Tag Archives: Nested ESXI

NestedESXi – Network Performance Improvements with Learnswitch

I’ve been running my NestedESXi homelab for about eight months now but in all that time I had not installed or enabled the ESXi MAC Learning dvFilter. As a quick refresher the VMware Fling addresses the issues with nested ESXi hosts and the impact that promiscuous mode has when enabled on virtual switches. In a nutshell, network traffic will hit all the network interfaces attached to the portgroup which reduces network throughput and also increases latency and impacts CPU.

The ESXi MAC Learn dvFilter Fling was released about two years ago and its a must have for those running homelabs or work labs running nested ESXi. However earlier this year a new fling was released that improves on the dvFilter and addresses some of it’s limitations. The new native MAC Learning VMkernel module is called Learnswitch.

ESXi Learnswitch is a complete implementation of MAC Learning and Filtering and is designed as a wrapper around the host virtual switch. It supports learning multiple source MAC addresses on virtual network interface cards (vNIC) and filters packets from egressing the wrong port based on destination MAC lookup. This substantially improves overall network throughput and system performance for nested ESX and container use cases.

For a more in depth look at it’s functionality head over to William Lams blog post here.

dvFilter vs Learnswitch:

I was interested to see if the new Learnswitch offered any significant performance improvements over the dvFilter in addition to its main benefits. I went about installing and enabling the dvFilter in my lab and ran some basic performance tests using Crystal Disk Mark. Before that, I ran the performance test without either installed as a base.

Firstly to see what the network traffic looks like hitting the nested hosts you can see from the ESXTOP output below that each host is dealing with about the same amount of received packets. Overall throughput is reduced when this happens.

In terms of performance the Crystal Disk Mark test run on a nested VM (right) showed reduced performance across all tests when compared to one run on the parent host (left) directly.

There was also elevated datastore latency and significant CPU usage due to the overheads with the increased traffic hitting all interfaces.

The CPU usage alone shows the value in having the dvFilter or Learnswitch installed when running nested ESXi hosts.

With the baseline testing done I installed and enabled the dvFilter and then ran the same tests. For a detailed look at how to install the dvFilter (just in case you don’t fit the requirements for using the Learnswitch module) check out my initial post on the dvFilter here. Having gone through that I went about uninstalling the dvFilter and installing and configuring the Learnswitch.
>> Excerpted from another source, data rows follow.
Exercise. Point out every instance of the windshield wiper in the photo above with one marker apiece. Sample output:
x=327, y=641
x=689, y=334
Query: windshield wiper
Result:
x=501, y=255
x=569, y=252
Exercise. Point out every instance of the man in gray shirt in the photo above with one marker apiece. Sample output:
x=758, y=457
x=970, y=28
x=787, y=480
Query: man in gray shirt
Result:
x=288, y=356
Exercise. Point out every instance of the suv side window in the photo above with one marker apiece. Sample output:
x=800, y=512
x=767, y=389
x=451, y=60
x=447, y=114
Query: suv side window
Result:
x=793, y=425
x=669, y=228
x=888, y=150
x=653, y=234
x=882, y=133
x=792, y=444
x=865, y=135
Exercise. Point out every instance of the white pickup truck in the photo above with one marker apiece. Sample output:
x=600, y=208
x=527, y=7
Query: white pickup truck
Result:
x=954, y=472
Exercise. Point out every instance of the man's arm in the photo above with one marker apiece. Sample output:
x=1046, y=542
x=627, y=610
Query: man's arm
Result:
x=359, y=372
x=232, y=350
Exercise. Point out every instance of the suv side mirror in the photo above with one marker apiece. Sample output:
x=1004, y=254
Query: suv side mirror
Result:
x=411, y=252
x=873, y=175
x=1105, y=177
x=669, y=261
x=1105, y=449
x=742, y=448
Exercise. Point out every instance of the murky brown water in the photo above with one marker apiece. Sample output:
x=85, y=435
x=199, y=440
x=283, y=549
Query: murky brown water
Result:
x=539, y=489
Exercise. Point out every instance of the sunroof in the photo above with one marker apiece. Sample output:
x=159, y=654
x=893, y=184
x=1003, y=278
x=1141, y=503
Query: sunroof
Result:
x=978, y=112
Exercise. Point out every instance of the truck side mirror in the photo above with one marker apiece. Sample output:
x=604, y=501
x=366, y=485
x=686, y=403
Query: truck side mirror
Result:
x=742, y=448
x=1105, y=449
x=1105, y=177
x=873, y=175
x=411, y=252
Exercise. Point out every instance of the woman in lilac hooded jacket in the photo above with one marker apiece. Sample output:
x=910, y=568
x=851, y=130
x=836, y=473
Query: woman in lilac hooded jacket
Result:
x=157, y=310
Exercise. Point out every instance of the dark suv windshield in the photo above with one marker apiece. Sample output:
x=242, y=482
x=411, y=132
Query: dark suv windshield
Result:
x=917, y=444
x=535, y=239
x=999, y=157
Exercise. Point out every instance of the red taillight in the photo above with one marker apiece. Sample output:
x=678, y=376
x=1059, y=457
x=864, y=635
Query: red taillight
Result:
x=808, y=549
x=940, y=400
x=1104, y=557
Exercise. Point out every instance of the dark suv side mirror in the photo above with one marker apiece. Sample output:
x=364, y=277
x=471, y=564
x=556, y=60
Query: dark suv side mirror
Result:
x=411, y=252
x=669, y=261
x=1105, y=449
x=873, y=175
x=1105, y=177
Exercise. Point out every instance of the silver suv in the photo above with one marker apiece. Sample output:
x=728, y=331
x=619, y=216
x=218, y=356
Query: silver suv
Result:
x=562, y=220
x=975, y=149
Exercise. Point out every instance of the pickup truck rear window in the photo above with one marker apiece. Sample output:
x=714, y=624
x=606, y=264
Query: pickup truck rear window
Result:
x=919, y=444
Like the dvFilter you need to download and install am ESXi software bundle but unlike the dvFilter, you need to reboot the host to enable the Learnswitch module.

As per the instructions on William Lam’s post or the Fling page you then need to configure and run a Python script to enable the Learnswitch against the NestedESXi portgroups that have promiscuous mode enabled.

From there the impact of the module is immediate and you can see a normalization of network traffic hitting the interfaces of each NestedESXi host. When running the performance test the ESXTOP output is significantly different to what you see if the module is not loaded as shown below.

You also have access to a new command that lists out stat’s of the Learnswitch showing packet and port statistics as well as the current MAC address table.

In terms of what it looks like from a performance point of view, below are the results of all Crystal Disk Mark tests. The bottom two represent the dvFilter (left) and the Learnswitch (right).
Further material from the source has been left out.